The leveler orchestrator 1100 incorporates a current-based zero-moment point (ZMP) estimator 1120 that receives current sensing data from the SWUs 130. This ZMP estimator 1120 works in conjunction with the leveler compensator 1130 to maintain platform stability. The ZMP estimator 1120 calculates the ZMP based on the current control signals for each SWU 130 to ensure it stays within the convex hull formed by the wheel contact points on the ground, which is important for preserving platform stability. The leveler compensator 1130 receives both the ZMP estimates and platform orientation angles as inputs to generate appropriate controller signals for the SWUs 130.

The leveler compensator 1130 transmits the controller signals to the SWUs 130 to adjust their positions and maintain stable platform orientation during operation. This closed-loop control system continuously monitors and adjusts the platform's position through current sensing and real-time orientation feedback to prevent the platform from tipping and ensure stable operation.

The self-lifting wheel units controller 1110 controls individual SWUs 130 as separate dynamic entities that respond to control signals as defined in: u=f(e). The controller 1110 implements an error-based control scheme where the error term expressed as e=ψ−ψ_ground, which represented the difference between a desired wheel-to-ground distance and the actual distance, with the goal of maintaining ground contact for wheels while enabling obstacle avoidance. The controller 1110 addresses the collective behavior of the SWUs 130 to guarantee overall platform stability. The function f(⋅) could be various control strategies, such as a PID (Proportional-Integral-Derivative) controller or a sliding mode controller, though it is not limited to these types. The controller 1110 then utilizes feedback from the occupancy scan 200 to generate virtual forces in response to detected obstacles. These virtual forces influence the control signals that adjust the wheel-to-ground distances.
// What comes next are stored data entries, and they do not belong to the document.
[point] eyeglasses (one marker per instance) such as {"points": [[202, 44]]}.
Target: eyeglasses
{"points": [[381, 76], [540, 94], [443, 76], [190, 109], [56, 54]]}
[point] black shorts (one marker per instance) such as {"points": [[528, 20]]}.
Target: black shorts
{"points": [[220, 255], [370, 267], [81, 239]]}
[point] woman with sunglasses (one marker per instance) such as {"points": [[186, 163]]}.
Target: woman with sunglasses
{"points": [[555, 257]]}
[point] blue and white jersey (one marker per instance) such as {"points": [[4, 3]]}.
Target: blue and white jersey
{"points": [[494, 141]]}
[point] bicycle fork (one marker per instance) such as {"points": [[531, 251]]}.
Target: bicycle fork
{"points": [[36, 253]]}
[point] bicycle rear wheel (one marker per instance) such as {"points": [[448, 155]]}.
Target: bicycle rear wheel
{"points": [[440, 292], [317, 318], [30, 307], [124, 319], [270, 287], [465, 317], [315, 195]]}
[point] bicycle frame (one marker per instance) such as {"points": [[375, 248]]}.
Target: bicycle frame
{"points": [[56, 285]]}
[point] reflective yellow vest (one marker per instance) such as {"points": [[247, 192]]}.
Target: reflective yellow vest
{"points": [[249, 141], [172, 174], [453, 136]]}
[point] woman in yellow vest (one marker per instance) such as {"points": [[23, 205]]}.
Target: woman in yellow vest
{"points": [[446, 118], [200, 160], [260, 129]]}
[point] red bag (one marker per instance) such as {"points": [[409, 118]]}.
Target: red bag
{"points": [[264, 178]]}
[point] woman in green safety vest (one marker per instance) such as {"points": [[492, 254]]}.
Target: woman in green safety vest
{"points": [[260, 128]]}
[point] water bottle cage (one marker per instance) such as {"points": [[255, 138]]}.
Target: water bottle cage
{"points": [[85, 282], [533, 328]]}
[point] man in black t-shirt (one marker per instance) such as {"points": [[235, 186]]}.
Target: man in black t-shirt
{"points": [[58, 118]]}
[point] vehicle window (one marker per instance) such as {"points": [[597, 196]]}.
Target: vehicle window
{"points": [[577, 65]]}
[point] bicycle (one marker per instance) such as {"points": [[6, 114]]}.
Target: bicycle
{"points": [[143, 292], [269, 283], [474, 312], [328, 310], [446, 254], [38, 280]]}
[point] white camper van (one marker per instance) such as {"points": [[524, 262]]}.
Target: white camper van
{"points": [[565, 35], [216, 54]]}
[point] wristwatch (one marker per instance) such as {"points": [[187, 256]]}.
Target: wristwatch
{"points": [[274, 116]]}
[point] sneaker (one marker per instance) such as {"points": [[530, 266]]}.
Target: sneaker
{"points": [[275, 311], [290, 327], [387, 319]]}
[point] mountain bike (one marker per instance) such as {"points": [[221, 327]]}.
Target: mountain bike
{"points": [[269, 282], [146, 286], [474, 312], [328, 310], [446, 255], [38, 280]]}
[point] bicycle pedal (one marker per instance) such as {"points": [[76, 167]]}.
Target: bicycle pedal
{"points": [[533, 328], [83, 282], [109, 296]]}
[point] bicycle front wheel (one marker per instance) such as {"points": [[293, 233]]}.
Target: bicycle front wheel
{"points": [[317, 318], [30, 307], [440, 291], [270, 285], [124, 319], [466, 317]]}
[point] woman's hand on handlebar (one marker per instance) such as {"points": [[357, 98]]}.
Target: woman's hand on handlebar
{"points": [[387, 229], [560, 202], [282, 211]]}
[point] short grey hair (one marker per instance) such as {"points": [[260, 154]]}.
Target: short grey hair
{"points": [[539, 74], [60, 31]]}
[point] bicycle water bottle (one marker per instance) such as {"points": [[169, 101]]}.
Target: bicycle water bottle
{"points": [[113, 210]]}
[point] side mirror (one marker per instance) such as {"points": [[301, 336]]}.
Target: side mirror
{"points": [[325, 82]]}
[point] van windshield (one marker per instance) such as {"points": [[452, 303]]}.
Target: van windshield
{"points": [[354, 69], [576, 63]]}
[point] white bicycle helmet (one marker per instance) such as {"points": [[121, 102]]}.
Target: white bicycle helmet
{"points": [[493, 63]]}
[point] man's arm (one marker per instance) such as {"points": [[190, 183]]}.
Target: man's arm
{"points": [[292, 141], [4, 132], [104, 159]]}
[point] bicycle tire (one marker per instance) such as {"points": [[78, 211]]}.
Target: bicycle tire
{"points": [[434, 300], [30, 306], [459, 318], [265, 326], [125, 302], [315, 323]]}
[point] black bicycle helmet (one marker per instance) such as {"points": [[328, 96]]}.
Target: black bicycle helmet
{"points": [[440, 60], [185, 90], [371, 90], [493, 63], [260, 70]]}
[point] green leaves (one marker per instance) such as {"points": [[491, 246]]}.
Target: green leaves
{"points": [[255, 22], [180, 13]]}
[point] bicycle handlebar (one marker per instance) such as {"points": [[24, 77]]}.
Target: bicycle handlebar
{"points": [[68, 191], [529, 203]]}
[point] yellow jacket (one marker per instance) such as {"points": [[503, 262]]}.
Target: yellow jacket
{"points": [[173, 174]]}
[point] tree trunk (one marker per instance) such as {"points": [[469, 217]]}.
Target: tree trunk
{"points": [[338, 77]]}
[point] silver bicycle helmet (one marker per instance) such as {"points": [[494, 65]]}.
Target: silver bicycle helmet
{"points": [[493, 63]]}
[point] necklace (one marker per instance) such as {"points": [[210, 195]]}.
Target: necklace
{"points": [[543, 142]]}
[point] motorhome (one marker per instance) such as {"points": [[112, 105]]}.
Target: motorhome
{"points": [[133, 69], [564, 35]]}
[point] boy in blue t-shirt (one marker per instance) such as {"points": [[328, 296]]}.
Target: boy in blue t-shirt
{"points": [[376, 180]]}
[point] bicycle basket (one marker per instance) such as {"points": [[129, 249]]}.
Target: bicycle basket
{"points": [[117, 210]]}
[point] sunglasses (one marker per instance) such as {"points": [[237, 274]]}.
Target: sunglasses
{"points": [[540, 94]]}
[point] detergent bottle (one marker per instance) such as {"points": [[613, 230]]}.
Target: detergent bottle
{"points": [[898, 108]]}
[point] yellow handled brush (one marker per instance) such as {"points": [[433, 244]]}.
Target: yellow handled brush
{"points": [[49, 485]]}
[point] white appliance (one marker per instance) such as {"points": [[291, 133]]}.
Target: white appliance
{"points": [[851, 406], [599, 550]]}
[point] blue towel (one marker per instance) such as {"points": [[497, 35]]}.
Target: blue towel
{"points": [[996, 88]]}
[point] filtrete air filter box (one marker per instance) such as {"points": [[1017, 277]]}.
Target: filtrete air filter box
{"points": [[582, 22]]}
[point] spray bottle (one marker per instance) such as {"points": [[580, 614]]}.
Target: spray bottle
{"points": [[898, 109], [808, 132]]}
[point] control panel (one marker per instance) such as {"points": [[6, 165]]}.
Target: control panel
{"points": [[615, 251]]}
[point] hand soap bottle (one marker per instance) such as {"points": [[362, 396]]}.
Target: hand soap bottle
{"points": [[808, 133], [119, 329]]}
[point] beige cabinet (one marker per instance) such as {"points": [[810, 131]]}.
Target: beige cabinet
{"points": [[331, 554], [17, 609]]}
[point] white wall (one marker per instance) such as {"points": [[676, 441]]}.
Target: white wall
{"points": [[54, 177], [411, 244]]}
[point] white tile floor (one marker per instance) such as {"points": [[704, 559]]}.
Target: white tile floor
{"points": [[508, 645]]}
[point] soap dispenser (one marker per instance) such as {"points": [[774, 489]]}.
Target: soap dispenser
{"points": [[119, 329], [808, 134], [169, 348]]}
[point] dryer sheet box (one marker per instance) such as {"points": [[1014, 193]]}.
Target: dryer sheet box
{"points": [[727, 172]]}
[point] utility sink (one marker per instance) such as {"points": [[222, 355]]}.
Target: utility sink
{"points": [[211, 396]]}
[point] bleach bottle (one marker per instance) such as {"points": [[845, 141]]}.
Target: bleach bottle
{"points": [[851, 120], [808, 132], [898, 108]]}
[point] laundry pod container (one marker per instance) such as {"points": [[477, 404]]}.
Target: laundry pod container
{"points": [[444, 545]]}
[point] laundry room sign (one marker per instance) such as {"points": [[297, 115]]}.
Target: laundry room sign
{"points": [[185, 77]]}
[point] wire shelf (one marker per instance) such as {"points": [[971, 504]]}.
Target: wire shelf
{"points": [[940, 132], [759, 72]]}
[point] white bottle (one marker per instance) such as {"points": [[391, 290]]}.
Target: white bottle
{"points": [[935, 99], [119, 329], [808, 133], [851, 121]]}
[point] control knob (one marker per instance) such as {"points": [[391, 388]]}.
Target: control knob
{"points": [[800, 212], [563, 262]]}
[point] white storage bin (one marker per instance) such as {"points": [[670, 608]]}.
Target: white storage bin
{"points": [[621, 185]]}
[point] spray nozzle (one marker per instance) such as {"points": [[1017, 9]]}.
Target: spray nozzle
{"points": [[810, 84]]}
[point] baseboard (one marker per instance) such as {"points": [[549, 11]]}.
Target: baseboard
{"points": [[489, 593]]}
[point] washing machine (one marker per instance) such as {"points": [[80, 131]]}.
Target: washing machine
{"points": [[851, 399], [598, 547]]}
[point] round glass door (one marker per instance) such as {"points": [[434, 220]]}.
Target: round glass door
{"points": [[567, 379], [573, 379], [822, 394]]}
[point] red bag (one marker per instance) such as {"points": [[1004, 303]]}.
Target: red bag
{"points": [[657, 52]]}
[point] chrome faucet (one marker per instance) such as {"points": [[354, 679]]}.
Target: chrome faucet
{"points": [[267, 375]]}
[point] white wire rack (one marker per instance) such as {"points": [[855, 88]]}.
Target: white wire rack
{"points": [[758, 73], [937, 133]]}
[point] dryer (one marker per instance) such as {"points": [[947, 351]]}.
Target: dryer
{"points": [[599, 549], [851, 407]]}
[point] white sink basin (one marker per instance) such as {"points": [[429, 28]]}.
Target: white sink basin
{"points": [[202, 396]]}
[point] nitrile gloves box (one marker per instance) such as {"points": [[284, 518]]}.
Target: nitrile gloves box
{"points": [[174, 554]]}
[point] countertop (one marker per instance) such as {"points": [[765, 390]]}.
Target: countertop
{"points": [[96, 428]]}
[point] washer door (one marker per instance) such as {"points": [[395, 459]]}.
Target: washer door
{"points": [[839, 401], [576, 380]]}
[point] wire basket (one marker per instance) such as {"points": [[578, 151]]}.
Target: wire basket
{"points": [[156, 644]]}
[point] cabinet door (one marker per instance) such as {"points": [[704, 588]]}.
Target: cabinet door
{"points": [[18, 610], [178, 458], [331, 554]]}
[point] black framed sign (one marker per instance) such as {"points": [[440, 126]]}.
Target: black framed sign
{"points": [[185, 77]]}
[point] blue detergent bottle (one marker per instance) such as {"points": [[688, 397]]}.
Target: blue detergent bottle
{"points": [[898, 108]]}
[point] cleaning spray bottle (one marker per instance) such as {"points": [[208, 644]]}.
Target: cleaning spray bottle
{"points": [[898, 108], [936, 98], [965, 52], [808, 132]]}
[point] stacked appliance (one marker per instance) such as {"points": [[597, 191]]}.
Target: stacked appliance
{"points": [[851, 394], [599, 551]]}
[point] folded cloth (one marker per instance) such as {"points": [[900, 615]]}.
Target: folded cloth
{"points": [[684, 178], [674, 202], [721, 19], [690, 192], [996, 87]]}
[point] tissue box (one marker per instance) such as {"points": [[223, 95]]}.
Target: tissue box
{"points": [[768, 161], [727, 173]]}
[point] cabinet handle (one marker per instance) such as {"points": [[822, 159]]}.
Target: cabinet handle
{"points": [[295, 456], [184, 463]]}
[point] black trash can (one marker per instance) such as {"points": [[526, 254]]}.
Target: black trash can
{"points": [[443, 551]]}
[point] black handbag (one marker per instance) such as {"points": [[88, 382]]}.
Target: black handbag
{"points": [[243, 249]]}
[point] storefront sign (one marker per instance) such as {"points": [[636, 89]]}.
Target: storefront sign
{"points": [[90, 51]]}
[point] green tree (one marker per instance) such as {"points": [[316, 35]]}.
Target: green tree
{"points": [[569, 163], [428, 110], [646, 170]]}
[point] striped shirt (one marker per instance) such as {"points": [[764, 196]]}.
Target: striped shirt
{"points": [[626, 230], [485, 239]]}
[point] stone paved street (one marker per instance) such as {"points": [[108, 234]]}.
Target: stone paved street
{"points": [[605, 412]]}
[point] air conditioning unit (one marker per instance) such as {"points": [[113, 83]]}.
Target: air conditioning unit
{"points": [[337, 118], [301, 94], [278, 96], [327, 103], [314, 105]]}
The refined controller signal combines both the base error correction and the obstacle-induced virtual forces and is represented by:

$\begin{array}{cc}{u}_e=f\left(e\right)+\mathrm{\gamma \tau }\left(d\right).& \left(\mathrm{Equation}14\right)\end{array}$

In this control input, γ is a weighting parameter that determines the magnitude of the virtual force's influence on the control signal. A distance-dependent function τ modulates this influence based on the relative positioning between detected obstacles and the wheel location d. As this distance diminishes, the function τ increasingly affects the control signal, prompting the wheel to elevate.

FIGS. 12A-12C illustrate a temporal wheel position sequence 1200 of a self-lifting wheel unit 130 alongside an obstacle on the ground in accordance with aspects of the disclosure.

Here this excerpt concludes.